Welcome to the forum, Alex. I have been shooting airguns a little more than a year. I had a Whisper Deluxe, and it has a new home now. I have three other guns that are much more accurate, repeatable, and pleasant to shoot now. There are $200 tack drivers out there, quite a few of them.
One of my three is a different class of gun, so I won't draw comparisons, but the Slavia CZ 634 and the BAM B-26 both cost less than the Whisper. Individual examples have a pretty big variance, and although my Whisper had been tuned, triggered, and had several scopes and mounts, I never got half inch groups at fifteen yards. The very first ten shot group with my new Slavia was better than any of about 30-40 test patterns with all the scopes and the mounts, the different pellets, the technique efforts, etc.
But there are others who have had better experiences, so best of luck. The Gamo scope is terrible. The GRTIII trigger will improve your Whisper a lot. If/when you replace the scope and mount, clamp it like a vise and use Loctite. The worst design feature on the gun IMHO is the aluminum extrusion riser - the rails that your mount clamps to.
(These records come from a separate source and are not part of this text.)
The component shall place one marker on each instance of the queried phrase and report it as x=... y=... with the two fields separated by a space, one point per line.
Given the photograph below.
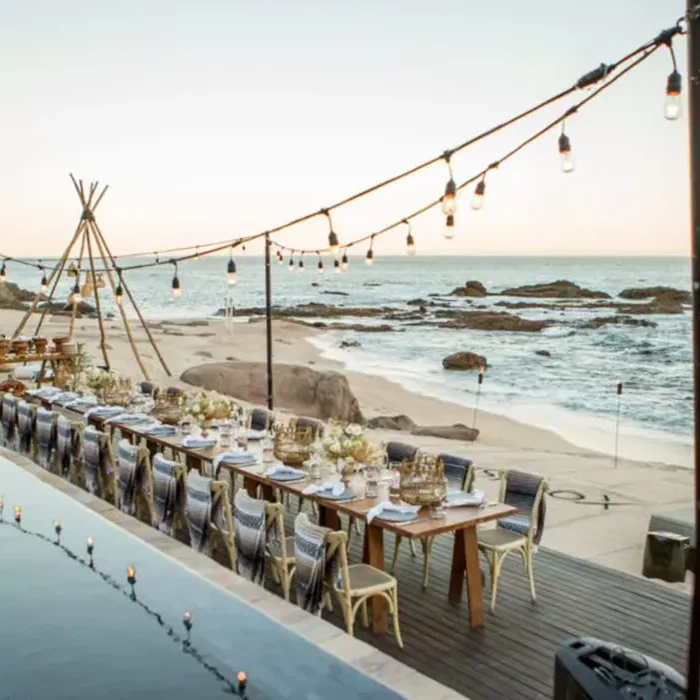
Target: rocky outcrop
x=458 y=431
x=617 y=321
x=12 y=296
x=464 y=360
x=489 y=321
x=663 y=295
x=302 y=390
x=472 y=288
x=561 y=289
x=401 y=423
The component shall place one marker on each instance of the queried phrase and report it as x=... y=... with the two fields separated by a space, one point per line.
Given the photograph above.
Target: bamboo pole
x=134 y=304
x=125 y=321
x=97 y=302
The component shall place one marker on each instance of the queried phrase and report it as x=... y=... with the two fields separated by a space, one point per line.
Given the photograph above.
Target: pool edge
x=398 y=677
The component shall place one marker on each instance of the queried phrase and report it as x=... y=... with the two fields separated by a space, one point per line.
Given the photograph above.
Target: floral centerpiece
x=348 y=448
x=206 y=406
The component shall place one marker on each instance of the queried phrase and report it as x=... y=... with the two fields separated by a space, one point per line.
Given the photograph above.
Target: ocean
x=571 y=392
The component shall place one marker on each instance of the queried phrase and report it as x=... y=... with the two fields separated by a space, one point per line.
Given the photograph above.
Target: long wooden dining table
x=461 y=521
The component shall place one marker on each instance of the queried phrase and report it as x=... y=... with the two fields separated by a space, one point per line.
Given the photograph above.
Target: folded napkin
x=129 y=418
x=372 y=513
x=196 y=442
x=159 y=430
x=234 y=457
x=460 y=498
x=283 y=470
x=337 y=488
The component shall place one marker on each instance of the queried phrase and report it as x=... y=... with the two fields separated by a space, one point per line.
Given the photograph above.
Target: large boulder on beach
x=464 y=360
x=401 y=422
x=301 y=390
x=663 y=295
x=561 y=289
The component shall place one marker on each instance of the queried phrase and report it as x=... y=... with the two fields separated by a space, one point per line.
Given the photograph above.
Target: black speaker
x=590 y=669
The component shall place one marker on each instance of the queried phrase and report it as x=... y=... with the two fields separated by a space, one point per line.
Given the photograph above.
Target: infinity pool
x=71 y=632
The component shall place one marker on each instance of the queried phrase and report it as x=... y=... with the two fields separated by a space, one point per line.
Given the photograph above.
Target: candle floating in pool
x=131 y=578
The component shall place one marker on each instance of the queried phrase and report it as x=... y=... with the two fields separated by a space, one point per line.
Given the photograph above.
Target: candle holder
x=131 y=579
x=242 y=679
x=91 y=549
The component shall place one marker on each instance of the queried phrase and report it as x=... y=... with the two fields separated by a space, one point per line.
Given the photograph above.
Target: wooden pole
x=125 y=320
x=103 y=343
x=133 y=301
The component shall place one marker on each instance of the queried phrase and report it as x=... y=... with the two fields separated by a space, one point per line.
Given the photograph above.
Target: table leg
x=373 y=554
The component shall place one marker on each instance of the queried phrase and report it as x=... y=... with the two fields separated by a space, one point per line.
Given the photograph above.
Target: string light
x=567 y=158
x=44 y=285
x=410 y=244
x=177 y=290
x=449 y=232
x=479 y=192
x=332 y=235
x=231 y=270
x=449 y=199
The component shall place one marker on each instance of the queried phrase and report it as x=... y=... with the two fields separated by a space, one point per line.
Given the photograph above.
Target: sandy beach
x=613 y=537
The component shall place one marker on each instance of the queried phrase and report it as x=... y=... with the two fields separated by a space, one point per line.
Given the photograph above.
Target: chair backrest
x=399 y=452
x=260 y=419
x=459 y=472
x=526 y=492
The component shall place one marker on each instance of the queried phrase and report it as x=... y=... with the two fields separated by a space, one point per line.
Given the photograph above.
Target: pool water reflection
x=72 y=632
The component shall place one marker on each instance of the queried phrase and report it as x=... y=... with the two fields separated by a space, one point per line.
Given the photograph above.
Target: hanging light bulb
x=177 y=290
x=75 y=297
x=567 y=158
x=478 y=198
x=231 y=272
x=672 y=109
x=449 y=199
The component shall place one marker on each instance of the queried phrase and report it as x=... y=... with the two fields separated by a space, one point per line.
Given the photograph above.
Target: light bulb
x=449 y=231
x=672 y=109
x=410 y=245
x=231 y=272
x=478 y=198
x=449 y=199
x=567 y=159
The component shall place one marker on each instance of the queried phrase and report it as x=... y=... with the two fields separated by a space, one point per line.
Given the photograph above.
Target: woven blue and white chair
x=44 y=437
x=8 y=421
x=519 y=533
x=459 y=474
x=25 y=427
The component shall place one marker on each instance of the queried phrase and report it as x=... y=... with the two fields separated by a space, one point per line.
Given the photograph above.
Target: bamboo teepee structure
x=91 y=244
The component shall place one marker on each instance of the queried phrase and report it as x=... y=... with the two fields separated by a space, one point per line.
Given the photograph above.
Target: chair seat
x=364 y=577
x=499 y=538
x=275 y=548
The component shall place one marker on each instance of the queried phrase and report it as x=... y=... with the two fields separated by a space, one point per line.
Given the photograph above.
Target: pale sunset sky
x=221 y=118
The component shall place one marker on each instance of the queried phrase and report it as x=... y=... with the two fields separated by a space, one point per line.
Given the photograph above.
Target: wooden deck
x=513 y=656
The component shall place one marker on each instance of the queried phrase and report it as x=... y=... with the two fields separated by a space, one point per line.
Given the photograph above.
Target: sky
x=216 y=119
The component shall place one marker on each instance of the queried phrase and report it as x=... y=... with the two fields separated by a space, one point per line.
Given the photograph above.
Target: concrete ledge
x=400 y=678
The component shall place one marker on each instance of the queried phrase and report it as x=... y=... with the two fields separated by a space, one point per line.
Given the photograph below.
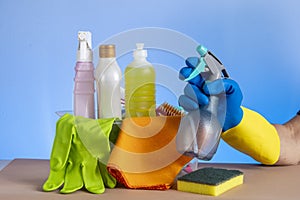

The stop pin will seat in a weak, thin, section of metal (the hole in the riser) and the pin(s) on my mounts just elongated that hole and slid on down the riser. Watch for that, but I can't tell you why others have succeeded where I didn't. Another suggestion, many Whisper owners put "Great Stuff" or stuff foam into the stock to reduce the thwack noise emanating from the hollow stock.
Airguns are a lot of fun, and in most ways inexpensive to shoot. Nice guns can be had for $100.